The estate of artist Robert Indiana, creator of the iconic LOVE series, auctioned off two paintings that belonged to him to raise money to defend against a lawsuit and to stabilize his deteriorating island home off the Maine coast.
Christie’s Auction House sold the two works, one by Ellsworth Kelly and the other by Ed Ruscha, for a combined $5 million at the gavel on Friday in New York.
Some in the art community were critical of the sale of the Indiana items.
Critics were especially disappointed by the sale of the 1957 painting “Orange Blue,” a gift from close friend, Kelly. The two forged a relationship in New York, and critics believe the painting should be shown in Indiana’s Maine home once it’s transformed into a museum . The other painting was Ruscha’s “Ruby.”
The cash is needed because of mounting legal bills from a New York lawsuit claiming Indiana breached an agreement with the Morgan Art Foundation by entering into a side agreement with an art publisher, said estate attorney James Brannan.
Some of the money also will be used to shore Indiana’s home, the Star of Hope, which suffers from a leaky roof and other problems.
“It seems hasty and inappropriate,” Princeton University art professor emeritus John Wilmerding said of the auction. “The danger is that once they start selling stuff, it will just accelerate with each new crisis.”
The reclusive artist died at age 89 on May 19 at his home on Vinalhaven Island, 15 miles (24 kilometers) off the coast of Rockland, Maine. The New York lawsuit was filed the day before he died. The foundation that sued controls the copyright to “LOVE,” his instantly recognizable artwork from the 1960s.
Indiana’s estate is rich on art — it includes more than 700 major pieces valued at more than $60 million — but is short on cash, Brannan said. That’s why the decision was made to sell a few pieces to raise some money.

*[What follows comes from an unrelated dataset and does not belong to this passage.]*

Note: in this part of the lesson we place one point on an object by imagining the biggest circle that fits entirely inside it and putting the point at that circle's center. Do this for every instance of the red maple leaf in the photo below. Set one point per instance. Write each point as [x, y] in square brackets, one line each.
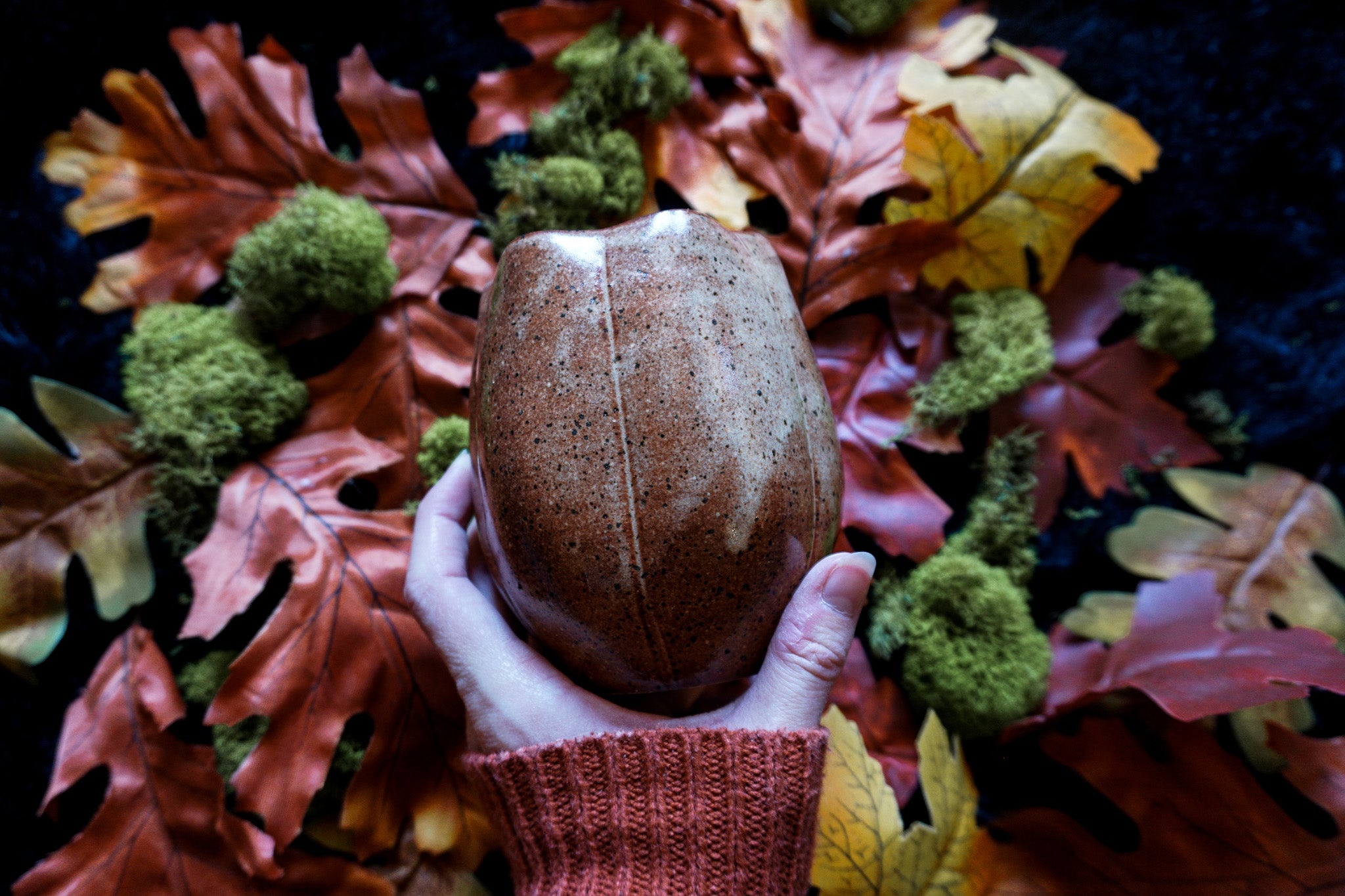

Brannan said he consulted with an art curator and decided that he had another 13 other works by Kelly, including a dozen sketches of Indiana that would serve to tell the story of the relationship. He also said he’s reached out to the new owner of “Orange Bluel” to see about having it loaned and exhibited at Indiana’s museum.
Wilmerding, a friend of Indiana’s who paid summer visits to the Star of Hope, said he hopes someone can step in to ensure that Indiana’s artwork isn’t sold willy-nilly.
“Is this the first of what now will be an ‘open sesame?’ What’s going to follow? It’s not a good precedent,” he said.
This story has been corrected to identify the painting as “Orange Blue.”